First Steps Revisited

Mexican Horse Thief-Amanzimtoti1

This is mainly written for myself, but some may find it helpful, and contribute to help me out here.

I wrote the Chronicles II, for mainly one reason. It was a journal for people like me, the ones voted least likely to succeed. I walked the Program and did what it took to be voted a great success, then after seven years, threw it all away.  I wrote a series Strange Classrooms to share what I had learned about the lessons in those Classrooms, again to help the misfits, like myself.  Not because I am a good guy but because one of the very first lessons I learned was: By helping others you help yourself, even more.

For the last twelve years or so, I fall in and out of the Rooms and have noticed that few people that had long term sobriety, fall off the wagon for a period of time, ever succeed like they did the first time. If you fall off and get back on the horse your chances of succeeding are much, much greater, it seems.

Now I am on a mission to find out WHY??

This is the first of a new series, I hope, of Strange Classrooms, perhaps I will learn something.
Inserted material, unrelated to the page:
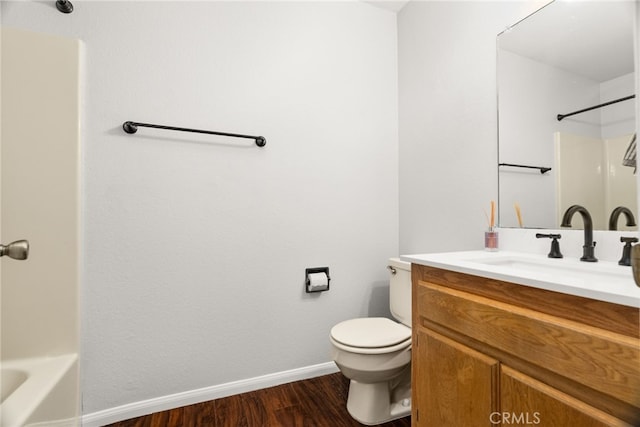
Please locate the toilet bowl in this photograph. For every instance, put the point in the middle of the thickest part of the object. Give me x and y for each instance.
(375, 354)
My first thought is that I have not got it in my head this time that I AM powerless over alcohol, the first Step. I just glance over it now, thinking, “Ag hell, got that one right years and years ago.” No, not true, I lie to my friends and myself that I can have a drink or two with no problems, often. Then get in a world of shit and say I will run the Program again. As I say; flitting over Step One quite nicely, thank you very much. No wonder I fail, constantly! Until I get my brain to think, “You cannot have even one drink”, instead of “I need a drink, or two, just two.” I stand absolutely no chance in the game.

Those are my thoughts at the moment, a few other things are running around my brain and I will write them down later.